Она лежала ничком на полу. Тихо-тихо. Не человек — оболочка…
…Когда проходило забытье, она понимала, что снова живет, что вот она, а вот он, и по-прежнему раздельны. Природа не придумала ничего иного. Их тела мешали им стать одним дыханием. И она лежала тихо-тихо, ощущая его как бы издалека, хотя он обнимал ее, словно пытаясь удержать или вернуть.

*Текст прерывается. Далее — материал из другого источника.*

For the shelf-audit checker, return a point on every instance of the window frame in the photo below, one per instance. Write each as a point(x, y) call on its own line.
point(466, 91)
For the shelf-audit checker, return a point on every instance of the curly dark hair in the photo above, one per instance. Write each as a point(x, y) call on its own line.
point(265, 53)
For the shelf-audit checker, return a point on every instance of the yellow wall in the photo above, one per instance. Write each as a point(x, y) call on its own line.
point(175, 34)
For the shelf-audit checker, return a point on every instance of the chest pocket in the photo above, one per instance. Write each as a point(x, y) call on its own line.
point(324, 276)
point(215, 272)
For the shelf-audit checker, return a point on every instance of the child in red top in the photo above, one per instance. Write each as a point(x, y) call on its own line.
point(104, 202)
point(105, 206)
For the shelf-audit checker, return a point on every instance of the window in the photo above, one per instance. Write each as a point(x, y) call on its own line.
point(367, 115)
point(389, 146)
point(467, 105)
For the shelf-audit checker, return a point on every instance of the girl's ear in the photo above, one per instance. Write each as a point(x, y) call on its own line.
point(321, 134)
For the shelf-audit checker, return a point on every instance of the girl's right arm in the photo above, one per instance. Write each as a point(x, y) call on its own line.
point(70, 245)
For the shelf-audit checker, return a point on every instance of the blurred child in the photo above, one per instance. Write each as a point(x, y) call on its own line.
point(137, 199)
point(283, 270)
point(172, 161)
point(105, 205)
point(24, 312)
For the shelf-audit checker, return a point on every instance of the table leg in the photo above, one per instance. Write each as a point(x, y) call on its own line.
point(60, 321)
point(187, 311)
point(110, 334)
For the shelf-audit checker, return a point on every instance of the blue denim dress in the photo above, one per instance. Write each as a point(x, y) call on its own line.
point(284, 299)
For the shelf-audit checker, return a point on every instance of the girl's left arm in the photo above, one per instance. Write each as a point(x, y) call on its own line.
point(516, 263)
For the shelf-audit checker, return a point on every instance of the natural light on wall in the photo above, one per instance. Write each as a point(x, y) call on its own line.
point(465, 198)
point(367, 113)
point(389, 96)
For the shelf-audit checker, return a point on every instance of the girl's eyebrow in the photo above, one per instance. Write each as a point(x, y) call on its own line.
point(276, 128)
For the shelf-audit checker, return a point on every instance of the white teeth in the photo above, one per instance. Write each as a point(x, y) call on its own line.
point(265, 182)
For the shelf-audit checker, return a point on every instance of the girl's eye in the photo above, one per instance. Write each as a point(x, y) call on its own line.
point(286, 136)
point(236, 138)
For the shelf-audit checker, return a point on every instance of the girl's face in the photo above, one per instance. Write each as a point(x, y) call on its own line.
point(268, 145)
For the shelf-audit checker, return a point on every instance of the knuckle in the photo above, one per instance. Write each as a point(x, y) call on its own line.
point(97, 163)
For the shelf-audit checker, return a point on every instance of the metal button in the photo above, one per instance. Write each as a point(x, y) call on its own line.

Нет, это он сам старался удержаться, протягивая к ней руки, но жизнь сильной своей волной относила его… И он возвращался…
…Среди людей, в пощипывающем и сушащем глаза зыбком чаду разговоров вдруг ощутить свежее и широкое — во весь горизонт — вечное дыхание океана, скрытого среди ночи. Его не видно, но всей кожей ощущаешь: он здесь! Так свежей волной накатывало на них мгновение истины: они вместе — он с ней, как она с ним. Вот что соединяло мир воедино. Больше ничего.
Если он говорил в это время — он хорошо говорил, — в разговоре возникала маленькая пауза, заметная, может быть, только им двоим, и его взгляд был с ней вместе с этим их молчанием. И в молчании всплывал, на миг показывался прекрасный лик истины.
…Она лежала тихо-тихо. Конечно же ей хотелось умереть. Вот так бы, не подымая больше головы. Отчего она не умерла? Ведь он сказал то, что сказал: «Я бы мог делать с тобой это». А потом помиловал, на что-то такое сослался: «уважать», «унижать»… Унижая уважать? Или уважая унижать? Какое-то желтое, зловещее жужжание.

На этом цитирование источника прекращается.